Secreted factors from adipose tissue increase adipogenic differentiation of mesenchymal stem cells

Abstract

Objectives: Adipose tissue engineering is one of the hottest topics in the field of regenerative medicine. Fat tissue has been considered as an abundant and accessible source of adult stem cells by tissue engineers, since it gives rise to adipose stem cells. However, recent reports have pointed out that adipose tissue, as a secretory and endocrine organ, might secrete cytokines that regulate body functions such as metabolism, infammation and more. In this study, we aim to investigate the adipogenic-inducing factors secreted by fat tissue.
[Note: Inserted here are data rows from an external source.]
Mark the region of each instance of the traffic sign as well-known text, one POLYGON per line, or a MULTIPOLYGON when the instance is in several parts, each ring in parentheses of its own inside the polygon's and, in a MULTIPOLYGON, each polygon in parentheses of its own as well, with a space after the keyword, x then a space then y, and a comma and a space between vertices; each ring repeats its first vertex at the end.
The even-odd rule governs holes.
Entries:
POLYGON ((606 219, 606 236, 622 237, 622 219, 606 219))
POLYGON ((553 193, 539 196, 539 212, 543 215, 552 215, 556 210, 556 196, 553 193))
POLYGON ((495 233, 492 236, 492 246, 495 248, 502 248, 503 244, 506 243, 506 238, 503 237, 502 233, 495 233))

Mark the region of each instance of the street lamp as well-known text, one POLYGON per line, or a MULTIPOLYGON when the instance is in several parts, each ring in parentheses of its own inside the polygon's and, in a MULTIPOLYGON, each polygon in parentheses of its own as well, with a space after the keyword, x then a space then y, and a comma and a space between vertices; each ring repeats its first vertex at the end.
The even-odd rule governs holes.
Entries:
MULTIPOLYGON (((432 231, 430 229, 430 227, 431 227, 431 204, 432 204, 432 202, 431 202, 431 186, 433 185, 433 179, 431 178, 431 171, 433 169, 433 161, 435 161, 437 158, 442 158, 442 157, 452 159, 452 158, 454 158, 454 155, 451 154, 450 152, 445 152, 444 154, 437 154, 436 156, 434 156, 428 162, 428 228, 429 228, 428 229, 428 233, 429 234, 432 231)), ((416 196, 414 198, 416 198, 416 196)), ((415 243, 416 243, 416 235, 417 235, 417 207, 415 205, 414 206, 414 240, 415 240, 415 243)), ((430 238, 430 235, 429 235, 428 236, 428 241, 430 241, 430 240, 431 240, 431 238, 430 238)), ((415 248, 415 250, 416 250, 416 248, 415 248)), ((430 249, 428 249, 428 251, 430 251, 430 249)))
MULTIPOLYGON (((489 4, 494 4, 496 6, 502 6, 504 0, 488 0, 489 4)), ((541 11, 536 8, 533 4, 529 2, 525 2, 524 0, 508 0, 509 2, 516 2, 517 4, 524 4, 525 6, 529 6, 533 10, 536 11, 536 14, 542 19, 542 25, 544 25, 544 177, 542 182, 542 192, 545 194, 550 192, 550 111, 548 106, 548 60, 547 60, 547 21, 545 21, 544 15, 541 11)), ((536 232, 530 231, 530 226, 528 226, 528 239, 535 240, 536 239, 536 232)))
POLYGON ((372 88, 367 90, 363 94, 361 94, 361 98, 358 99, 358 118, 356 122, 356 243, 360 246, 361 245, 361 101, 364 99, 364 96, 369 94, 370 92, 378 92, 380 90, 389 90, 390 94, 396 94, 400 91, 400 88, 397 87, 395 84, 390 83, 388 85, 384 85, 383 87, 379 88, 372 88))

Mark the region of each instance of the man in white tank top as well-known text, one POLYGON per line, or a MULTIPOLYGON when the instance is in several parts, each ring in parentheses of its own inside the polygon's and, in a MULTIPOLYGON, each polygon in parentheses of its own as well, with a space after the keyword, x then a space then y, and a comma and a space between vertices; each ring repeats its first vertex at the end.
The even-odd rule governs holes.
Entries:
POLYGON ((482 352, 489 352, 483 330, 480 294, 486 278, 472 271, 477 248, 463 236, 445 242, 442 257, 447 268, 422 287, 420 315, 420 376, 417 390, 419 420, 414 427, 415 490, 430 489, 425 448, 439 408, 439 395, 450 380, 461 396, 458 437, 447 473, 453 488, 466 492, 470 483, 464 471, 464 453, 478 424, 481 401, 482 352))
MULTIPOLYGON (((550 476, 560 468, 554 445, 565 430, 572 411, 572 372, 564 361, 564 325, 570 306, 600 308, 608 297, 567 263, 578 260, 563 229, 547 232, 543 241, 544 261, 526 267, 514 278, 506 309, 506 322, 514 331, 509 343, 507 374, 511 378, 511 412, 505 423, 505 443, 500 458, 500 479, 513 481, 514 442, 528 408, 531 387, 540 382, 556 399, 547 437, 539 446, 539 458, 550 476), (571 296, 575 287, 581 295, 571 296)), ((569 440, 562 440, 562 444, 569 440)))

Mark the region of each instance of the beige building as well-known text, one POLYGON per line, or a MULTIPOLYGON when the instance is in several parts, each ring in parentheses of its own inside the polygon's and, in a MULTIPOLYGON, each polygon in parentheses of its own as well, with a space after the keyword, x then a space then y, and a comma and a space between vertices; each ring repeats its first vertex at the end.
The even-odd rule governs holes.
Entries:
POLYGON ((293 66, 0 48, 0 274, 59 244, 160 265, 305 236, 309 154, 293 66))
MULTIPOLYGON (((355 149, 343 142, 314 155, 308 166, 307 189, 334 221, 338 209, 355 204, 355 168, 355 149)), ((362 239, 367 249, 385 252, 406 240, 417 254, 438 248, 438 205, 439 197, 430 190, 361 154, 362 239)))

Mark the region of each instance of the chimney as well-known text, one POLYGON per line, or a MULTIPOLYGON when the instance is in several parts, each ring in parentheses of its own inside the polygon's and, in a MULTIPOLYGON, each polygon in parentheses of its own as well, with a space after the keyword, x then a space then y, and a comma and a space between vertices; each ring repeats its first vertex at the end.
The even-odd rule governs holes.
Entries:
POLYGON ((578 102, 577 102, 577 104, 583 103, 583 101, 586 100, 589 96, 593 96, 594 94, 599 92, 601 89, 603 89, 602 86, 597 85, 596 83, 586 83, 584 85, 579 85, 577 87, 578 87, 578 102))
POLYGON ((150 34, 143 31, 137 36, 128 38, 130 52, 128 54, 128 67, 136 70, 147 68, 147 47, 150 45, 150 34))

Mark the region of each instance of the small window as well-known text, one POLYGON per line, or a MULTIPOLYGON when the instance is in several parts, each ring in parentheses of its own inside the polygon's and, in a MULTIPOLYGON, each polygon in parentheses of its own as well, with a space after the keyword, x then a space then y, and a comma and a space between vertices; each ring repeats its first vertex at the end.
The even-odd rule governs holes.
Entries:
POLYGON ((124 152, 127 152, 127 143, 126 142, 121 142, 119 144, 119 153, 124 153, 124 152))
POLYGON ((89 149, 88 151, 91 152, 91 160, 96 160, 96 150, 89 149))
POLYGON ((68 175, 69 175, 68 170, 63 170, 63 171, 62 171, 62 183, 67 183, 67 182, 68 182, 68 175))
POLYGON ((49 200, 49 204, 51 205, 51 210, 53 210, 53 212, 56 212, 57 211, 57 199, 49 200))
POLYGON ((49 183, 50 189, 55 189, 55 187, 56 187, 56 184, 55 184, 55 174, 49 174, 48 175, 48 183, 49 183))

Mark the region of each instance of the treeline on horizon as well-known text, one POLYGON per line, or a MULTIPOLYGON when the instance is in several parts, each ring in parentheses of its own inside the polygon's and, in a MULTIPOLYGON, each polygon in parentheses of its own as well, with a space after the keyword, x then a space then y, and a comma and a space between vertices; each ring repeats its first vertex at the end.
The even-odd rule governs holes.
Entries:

Materials and methods: Conditioned medium were collected by culturing fat tissue fragments in plastic flasks. Mesenchymal stem cells (MSCs) cultured in conditioned medium (CM) to test the adipogenic-inducing factors. Oil red O staining, reverse transcription/polymerase chain reaction and immunocytofluorescent staining were performed to examine the differentiation of MSCs in CM.

Results: MSCs cultured in CM of adipose tissue spontaneously differentiated into adipocytes. Furthermore, supplementation of insulin or dexamethasone to CM accelerated the process of lipid accumulation of differentiated MSCs.
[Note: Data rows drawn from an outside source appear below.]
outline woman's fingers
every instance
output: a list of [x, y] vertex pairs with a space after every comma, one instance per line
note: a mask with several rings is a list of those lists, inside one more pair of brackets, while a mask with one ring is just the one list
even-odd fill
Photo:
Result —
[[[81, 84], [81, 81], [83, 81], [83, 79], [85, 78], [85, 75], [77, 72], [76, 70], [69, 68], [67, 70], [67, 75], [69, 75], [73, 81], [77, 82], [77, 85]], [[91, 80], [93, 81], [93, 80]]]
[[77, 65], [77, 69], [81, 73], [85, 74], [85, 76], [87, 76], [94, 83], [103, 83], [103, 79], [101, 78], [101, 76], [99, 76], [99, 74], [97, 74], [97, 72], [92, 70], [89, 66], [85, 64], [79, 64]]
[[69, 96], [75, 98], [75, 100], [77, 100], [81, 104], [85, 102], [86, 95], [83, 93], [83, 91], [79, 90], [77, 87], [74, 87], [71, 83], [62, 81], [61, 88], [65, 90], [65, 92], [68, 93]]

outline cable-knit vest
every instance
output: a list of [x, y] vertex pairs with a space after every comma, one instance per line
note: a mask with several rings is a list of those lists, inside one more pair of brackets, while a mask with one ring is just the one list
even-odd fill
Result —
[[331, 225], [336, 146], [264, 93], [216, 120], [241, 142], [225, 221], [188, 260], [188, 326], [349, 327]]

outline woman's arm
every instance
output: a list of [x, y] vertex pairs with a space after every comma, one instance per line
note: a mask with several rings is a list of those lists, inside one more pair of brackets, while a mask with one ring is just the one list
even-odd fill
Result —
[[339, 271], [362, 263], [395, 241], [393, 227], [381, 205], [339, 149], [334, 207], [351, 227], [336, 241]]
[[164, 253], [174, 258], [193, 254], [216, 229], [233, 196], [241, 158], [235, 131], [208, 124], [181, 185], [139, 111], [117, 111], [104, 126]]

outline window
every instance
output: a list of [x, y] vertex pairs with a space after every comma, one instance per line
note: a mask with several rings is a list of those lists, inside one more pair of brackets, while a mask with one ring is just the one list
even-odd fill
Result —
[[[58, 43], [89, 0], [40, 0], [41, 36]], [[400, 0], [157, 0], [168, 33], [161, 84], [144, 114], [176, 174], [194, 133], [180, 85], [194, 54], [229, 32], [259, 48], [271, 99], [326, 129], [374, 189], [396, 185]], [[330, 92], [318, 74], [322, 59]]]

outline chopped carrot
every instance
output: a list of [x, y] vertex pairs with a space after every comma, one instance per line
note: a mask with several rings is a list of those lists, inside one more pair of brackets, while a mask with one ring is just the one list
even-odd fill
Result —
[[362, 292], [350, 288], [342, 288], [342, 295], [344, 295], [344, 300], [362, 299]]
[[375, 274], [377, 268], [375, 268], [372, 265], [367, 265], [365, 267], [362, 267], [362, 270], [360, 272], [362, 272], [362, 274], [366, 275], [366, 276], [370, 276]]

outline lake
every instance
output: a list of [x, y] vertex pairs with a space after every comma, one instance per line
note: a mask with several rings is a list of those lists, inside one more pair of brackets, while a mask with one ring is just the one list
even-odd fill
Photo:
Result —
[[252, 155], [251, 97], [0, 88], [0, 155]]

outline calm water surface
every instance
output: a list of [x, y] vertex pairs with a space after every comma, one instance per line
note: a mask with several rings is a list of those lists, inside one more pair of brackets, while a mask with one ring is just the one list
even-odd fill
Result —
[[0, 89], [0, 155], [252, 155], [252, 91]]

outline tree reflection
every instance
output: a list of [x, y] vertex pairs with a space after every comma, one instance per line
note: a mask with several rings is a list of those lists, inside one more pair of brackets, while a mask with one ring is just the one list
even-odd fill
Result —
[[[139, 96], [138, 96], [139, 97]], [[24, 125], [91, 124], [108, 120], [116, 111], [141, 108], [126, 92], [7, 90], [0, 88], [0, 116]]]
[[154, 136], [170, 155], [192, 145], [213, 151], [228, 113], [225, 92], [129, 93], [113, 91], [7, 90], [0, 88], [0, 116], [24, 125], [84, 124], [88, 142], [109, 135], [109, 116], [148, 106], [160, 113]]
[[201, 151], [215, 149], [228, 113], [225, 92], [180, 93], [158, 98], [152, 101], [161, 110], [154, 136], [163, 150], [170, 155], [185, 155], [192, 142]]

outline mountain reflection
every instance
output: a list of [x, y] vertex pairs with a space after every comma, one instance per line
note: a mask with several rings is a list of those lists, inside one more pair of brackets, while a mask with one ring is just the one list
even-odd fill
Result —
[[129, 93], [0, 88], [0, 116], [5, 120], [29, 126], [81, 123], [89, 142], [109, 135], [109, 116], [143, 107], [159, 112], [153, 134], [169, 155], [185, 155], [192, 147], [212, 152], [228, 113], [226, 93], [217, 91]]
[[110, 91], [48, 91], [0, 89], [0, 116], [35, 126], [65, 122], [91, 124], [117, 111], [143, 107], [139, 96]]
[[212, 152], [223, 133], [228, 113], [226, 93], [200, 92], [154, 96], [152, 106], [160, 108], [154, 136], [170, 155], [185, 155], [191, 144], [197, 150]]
Discussion: Results from this study demonstrated that fat tissues secrete small molecules, which induce adipogenic differentiation of MSCs.

Conclusions: Our study provides clues for improving adipose tissue engineering by using fragmented adipose tissue as sources of fat-inducing factors.

Figure 1

Spontaneous differentiation of adipose‐derived stromal cells. (a) Fat tissue isolated from the groin fat pad, cut into small pieces and cultured in flasks, for up to 2 weeks. Adipose stromal cells migrated out of fat tissue fragments and gradually turned into fully mature adipocytes. Bar = 50 μm (b) Conditioned medium was formed by culturing fat tissue with DMEM containing 10% FBS for 1 week. Bone marrow MSCs cultured in conditioned medium for 1 week differentiation into adipocytes. Upper panel – pictures with no staining, while lower panel shows images of oil‐red O staining. Bar = 50 μm

Figure 2

Serum‐free conditioned medium from adipose tissue, induces adipogenic differentiation of bone marrow MSC s. (a) CM with FBS was obtained by culturing fat tissue with DMEM containing 10% FBS for 1 week. CM without FBS was obtained by culturing fat tissue with serum‐free medium for 1 week and then supplemented with 10% FBS. Both CM with FBS and CM without FBS induced adipogenic differentiation of MSCs after 1 week's culture. Bar = 50 μm. (b) RT‐PCR analysis of adipogenic genes on MSCs, cultured in different media. (c) Imunofluorescence staining showed that PPAR‐γ was expressed by MSCs cultured either in CM with FBS or in CM without FBS. Nuclei counterstained with DAPI. Bar = 10 μm.

Figure 3

Conditioned medium supplemented with dexamethasone or insulin induced stronger adipogenic differentiation of MSC s. (a) Control medium (DMEM+10%FBS) and CM without FBS (collected as described before) were supplemented either with dexamethasone (Dex) or insulin, and these media were used to culture MSCs for 1 week. CM without FBS supplemented with insulin induced strongest lipid accumulation. Bar = 100 μm. (b) MSCs were then fixed and stained with oil‐red O. Pixels of positive area were calculated using imagej, to show amounts of lipid formed in MSCs. **P < 0.01. (c) Expression of PPAR‐γ was detected by RT‐PCR. GAPDH was used as internal control. (d) Signal intensities of PPAR‐γ and GAPDH on agarose gel were quantified to estimate relative levels of PPAR‐γ. **P < 0.01. (e) Expression of PPAR‐γ was visualized by secondary antibodies conjugated to rhodamine. Nuclei were counterstained with DAPI. Bar = 10 μm.

Figure 4

Active components of conditioned medium, between 3 and 5 kDa. (a) Different components of CM without FBS were separated by ultra centrifugation. All three components, as well as controls, were supplemented with 10% FBS and insulin. MSCs cultured in these media for 1 week showed different levels of adipogenic differentiation. Bar = 50 μm (b) MSCs were then fixed and stained in oil‐red O. Pixels of positive areas were calculated using imagej, to show amounts of lipid formed in MSCs. **P < 0.01. (c) Expression of PPAR‐γ was detected by RT‐PCR. GAPDH was used as internal control. (d) Signal intensities of PPAR‐γ and GAPDH on agarose gel were quantified to estimate relative levels of PPAR‐γ. **P < 0.01. (e) Expression of PPAR‐γ was visualized using secondary antibodies conjugated to rhodamine. Nuclei were counterstained with DAPI. Bar = 10 μm.